2017 Poster Sessions : How To Train Your DragoNN (Deep Regulatory Genomic Neural Network

Student Name : Johnny Israeli
Advisor : None
Deep learning models have been recently applied to several key problems in regulatory genomics including prediction of protein-DNA interactions, context-specific chromatin state and non-coding regulatory variants. However, model design, parameter selection and training Deep RegulAtory GenOmics Neural Networks (DragoNNs) remains something of a black art. When is a DragoNN good choice for a learning problem in genomics? How does one design a high-performance model? And more importantly, can we interpret these models to discover novel patterns in the input data and the induced features to gain new biological insights? To demystify these questions, we developed the dragonn toolkit (http://kundajelab.github.io/dragonn/) - an interactive, cloud-based framework to allow users with inter-disciplinary backgrounds to learn and experiment with strategies for training and interpretting DragoNNs that model regulatory DNA sequence data. The dragonn toolkit provides a customizable simulation engine for regulatory DNA sequences; instructive built-in simulations capturing key properties of regulatory DNA; interactive IPython notebook tutorials for novice users; a command-line interface for simple applications of DragoNNs to custom user-defined sequence data; an interpretation toolkit for model exploration, pattern discovery and visualization and cloud resources for easy access to software and hardware. We will showcase the dragonn toolkit on simulated and real regulatory genomic data, demystify popular DragoNN architectures and provide guidelines for modeling and interpreting regulatory sequence using DragoNN models. We have used dragonn in several introductory workshops and tutorials on deep learning for genomics. We plan to continue its development into a community resource with guidelines for best practices and support for a model zoo allowing rapid access to and development of high performance, interpretable deep learning models for genomics.

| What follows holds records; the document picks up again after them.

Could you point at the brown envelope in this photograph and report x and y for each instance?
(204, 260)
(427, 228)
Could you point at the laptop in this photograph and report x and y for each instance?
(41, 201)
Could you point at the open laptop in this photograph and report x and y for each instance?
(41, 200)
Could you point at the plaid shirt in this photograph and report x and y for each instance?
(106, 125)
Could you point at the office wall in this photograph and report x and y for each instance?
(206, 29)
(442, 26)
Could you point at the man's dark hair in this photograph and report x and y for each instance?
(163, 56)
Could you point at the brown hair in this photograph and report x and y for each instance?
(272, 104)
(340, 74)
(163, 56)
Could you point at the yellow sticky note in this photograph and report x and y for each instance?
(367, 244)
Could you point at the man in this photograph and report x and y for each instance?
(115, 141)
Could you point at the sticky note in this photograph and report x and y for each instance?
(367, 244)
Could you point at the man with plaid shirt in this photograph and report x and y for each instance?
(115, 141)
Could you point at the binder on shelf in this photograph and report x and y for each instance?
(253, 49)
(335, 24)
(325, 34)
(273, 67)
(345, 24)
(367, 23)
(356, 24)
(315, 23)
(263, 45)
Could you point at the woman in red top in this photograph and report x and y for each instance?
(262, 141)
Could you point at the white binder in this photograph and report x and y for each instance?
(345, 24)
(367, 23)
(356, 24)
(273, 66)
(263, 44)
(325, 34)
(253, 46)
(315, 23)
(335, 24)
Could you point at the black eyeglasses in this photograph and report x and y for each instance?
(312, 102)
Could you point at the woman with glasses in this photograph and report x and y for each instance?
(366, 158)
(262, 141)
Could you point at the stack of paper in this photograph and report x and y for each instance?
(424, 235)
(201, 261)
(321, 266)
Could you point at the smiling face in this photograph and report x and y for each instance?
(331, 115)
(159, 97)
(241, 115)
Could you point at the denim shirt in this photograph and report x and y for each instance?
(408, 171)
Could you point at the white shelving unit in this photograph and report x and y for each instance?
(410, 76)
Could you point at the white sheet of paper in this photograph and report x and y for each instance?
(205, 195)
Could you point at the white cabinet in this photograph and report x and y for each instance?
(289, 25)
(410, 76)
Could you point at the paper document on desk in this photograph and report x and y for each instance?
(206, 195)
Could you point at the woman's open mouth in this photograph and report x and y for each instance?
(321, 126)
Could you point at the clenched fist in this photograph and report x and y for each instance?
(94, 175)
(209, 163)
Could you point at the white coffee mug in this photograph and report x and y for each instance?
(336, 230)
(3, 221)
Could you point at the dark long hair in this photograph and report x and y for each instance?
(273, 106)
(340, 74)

Johnny Israeli is a PhD student in the biophysics program and Bio-X SIGF fellow. Working with Prof. Anshul Kundaje in the departments of Genetics and Computer Science, he has developed deep learning models of protein-DNA interactions underlying gene regulation and tools to democratize deep learning for genomics. In his spare time, he enjoys traveling and playing the guitar. Johnny earned a Bachelor's in Math and Master's in Physics at the University of Kansas.